Yehezkel and Hajbi were killed in an October terror shooting at the Barkan Industrial Park; Amiad Ish-Ran, a newborn, died three days after he was delivered in an emergency C-section, his mother having been shot while waiting at a bus stop outside the Ofra settlement; and soldiers Yosef and Cohen were shot dead while guarding a bus stop near the Givat Assaf outpost.
Dagan, Gantz and Libman said that in subsequent meetings with the prime minister and his staff, their demands — to cancel a NIS 400 million ($106 million) cut to West Bank security funding, to reinstitute roadblocks against Palestinian traffic in the area, to bolster IDF forces beyond the Green Line that had since been dispatched elsewhere and to substantially expand settlement building — were not met.
“Once again, as if we are beggars at the door, we are expected to submissively accept and even praise the announcement of a few building plans… which cannot in any way be seen as a real breakthrough,” the trio wrote.
On Tuesday and Wednesday, the Defense Ministry body responsible for authorizing settlement construction advanced plans for over 1,700 settlement homes. The projects advanced included one for 82 homes in Ofra, which Netanyahu had vowed would be green-lit in response to the attack that killed Amiad Ish-Ran and wounded his parents and five others.
Netanyahu also said he had directed the Defense Ministry to advance construction of industrial zones in Beitar Illit and Avnei Hefetz. These plans, which were already in the works before the attack, were green-lit at Wednesday’s High Planning Subcommittee session. Each of the plans that the prime minister vowed to approve were already in the works before this month’s spate of attacks took place.
“In this current state of affairs, we see no value in a meeting whose entire purpose is to create an idyllic picture of partnership, with no real meaning behind it,” Dagan, Gantz and Libman wrote.
For its part, the Prime Minister’s Office released a statement saying the meeting “would be held as planned with the heads of local authorities interested in discussing ways to strengthen their communities.”
The Yesha settlement umbrella council also released a statement condemning the move by their three more hawkish members, but chose to specifically single out Dagan.
The Samaria Regional Council chairman is the veteran among the three, with Gantz and Libman having only assumed their positions last month. Dagan has long chosen to work alone, outside the Yesha Council, holding periodic protests outside the Prime Minister’s Residence, against the will of the umbrella body.

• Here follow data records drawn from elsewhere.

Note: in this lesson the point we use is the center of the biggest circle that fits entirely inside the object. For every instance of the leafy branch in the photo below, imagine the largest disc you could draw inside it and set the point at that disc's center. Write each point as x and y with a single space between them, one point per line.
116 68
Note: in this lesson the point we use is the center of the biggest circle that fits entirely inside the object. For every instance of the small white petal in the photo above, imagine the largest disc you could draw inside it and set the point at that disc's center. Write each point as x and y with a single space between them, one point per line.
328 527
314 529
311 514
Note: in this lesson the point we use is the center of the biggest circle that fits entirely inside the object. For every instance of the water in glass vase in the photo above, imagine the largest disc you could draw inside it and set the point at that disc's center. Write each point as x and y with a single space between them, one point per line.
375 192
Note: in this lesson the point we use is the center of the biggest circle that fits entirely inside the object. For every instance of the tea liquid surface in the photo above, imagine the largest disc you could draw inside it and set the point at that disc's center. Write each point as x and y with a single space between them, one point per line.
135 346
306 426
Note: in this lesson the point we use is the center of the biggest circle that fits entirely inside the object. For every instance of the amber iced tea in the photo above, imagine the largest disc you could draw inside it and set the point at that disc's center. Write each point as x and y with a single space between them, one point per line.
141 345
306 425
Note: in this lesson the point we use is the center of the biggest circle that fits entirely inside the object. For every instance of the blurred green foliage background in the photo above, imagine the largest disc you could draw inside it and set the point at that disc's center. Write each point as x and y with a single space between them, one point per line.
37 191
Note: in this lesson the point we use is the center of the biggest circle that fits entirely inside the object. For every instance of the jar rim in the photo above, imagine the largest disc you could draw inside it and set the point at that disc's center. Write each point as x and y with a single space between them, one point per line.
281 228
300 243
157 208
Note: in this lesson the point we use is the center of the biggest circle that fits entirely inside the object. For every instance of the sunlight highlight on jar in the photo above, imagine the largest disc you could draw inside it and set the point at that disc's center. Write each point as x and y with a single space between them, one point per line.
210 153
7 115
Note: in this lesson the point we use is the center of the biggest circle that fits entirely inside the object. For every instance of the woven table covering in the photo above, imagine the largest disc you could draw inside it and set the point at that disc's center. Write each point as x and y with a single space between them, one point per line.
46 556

With the election of several more hawkish council chairmen, among them Gantz and Lipman, the influence of the more right-wing flank of settler leaders is expected to grow.
Both Dagan and Gantz are members of the Likud Central Committee, and the Samaria Council chairman in particular holds considerable clout in the prime minister’s party. The pair exploited that influence to recruit ministers to attend their protest against the government’s response to the recent spate of Palestinian violence.
In addition to the Yesha Council, individual settler leaders have also chosen to speak out against their more hawkish colleagues.
Efrat Local Council chairman Oded Revivi called the boycott “insolent” and damaging to the settlement movement.
“The attempt to twist Netanyahu’s arm because of the upcoming elections does not bring respect for us. When the prime minister summons, you come. Those who oppose boycotts cannot boycott themselves,” said Revivi in a statement apparently referring to Dagan’s recent work to combat Airbnb’s decision to drop its listings in Israeli settlements in the West Bank.
Last week, Jordan Valley Regional Council chairman David Elhayahi accused fellow settler leaders of “dancing on the blood” of terror victims in order to push an agenda benefiting settlements.
“We have all the reasons during the rest of the year to protest the government’s neglect of Judea and Samaria [West Bank] residents, but to do so while people are still burying their loved ones is immoral,” he told The Times of Israel.